Transition from a Tomonaga-Luttinger Liquid to a Fermi Liquid in Potassium-Intercalated Bundles of Single-Wall Carbon Nanotubes

We report on the first direct observation of a transition from a Tomonaga-Luttinger liquid to a Fermi-liquid behavior in potassium-intercalated mats of single-wall carbon nanotubes. Using high resolution photoemission spectroscopy, an analysis of the spectral shape near the Fermi level reveals a Tomonaga-Luttinger liquid power law scaling in the density of states for the pristine sample and for low dopant concentration. As soon as the doping is high enough to achieve a filling of the conduction bands of the semiconducting tubes, a distinct transition to metallic single-wall carbon nanotube bundles with the scaling behavior of a normal Fermi liquid occurs.

Figure 1

Doping dependence of the valence band photoemission spectra in the vicinity of the Fermi edge for high doping levels. The numbers correspond to the $\mathrm{C}/\mathrm{K}$ ratio derived from core level photoemission. The dotted lines are guidelines for the evolution of the $S_1,S_2$ and $M_1$ peaks with increasing doping.

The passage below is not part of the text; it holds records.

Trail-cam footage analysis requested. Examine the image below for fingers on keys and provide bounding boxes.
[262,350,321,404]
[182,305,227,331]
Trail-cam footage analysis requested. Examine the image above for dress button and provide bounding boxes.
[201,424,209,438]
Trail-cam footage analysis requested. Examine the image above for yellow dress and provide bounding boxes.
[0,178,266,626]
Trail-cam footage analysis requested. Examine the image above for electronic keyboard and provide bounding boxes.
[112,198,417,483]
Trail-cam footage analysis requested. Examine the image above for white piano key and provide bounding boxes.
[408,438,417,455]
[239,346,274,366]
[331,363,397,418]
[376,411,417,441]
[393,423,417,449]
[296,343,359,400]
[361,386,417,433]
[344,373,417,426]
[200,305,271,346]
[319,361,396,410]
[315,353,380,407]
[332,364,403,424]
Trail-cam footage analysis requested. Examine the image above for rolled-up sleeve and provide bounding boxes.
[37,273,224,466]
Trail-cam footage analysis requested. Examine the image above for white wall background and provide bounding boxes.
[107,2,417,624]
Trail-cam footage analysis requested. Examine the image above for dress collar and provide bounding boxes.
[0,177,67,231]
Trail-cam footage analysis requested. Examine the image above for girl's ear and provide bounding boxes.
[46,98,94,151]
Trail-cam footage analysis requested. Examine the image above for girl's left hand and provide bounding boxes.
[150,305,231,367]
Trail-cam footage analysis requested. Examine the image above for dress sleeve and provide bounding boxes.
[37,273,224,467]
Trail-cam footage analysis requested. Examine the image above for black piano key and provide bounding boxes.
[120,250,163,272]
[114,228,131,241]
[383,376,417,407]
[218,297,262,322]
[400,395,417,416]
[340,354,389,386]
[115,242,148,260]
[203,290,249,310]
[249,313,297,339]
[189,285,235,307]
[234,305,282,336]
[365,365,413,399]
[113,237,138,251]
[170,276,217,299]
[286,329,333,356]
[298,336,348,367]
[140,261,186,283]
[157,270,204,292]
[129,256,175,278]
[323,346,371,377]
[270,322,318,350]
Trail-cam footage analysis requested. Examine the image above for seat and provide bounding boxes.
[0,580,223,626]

The arrow highlights the satellite in the photoemission response at high doping levels.

Figure 2

Valence band photoemission spectra in the vicinity of the Fermi level (dotted line) for pristine (upscaled for clarity) and highly doped ($\mathrm{C}/\mathrm{K}\mathrm{=}\mathrm{20}$) SWCNT mats.

Figure 3

Double-logarithmic representation of the photoemission spectra for the analysis of the power law scaling within TLL theory close to the chemical potential. $\alpha$ results from a linear fit between 0.05 and 0.2 eV (solid lines in the figure) and is also shown for the pristine case.

Figure 4

Power law scaling factor $\alpha$ as a function of different doping levels ($e^{-}/\mathrm{C}$).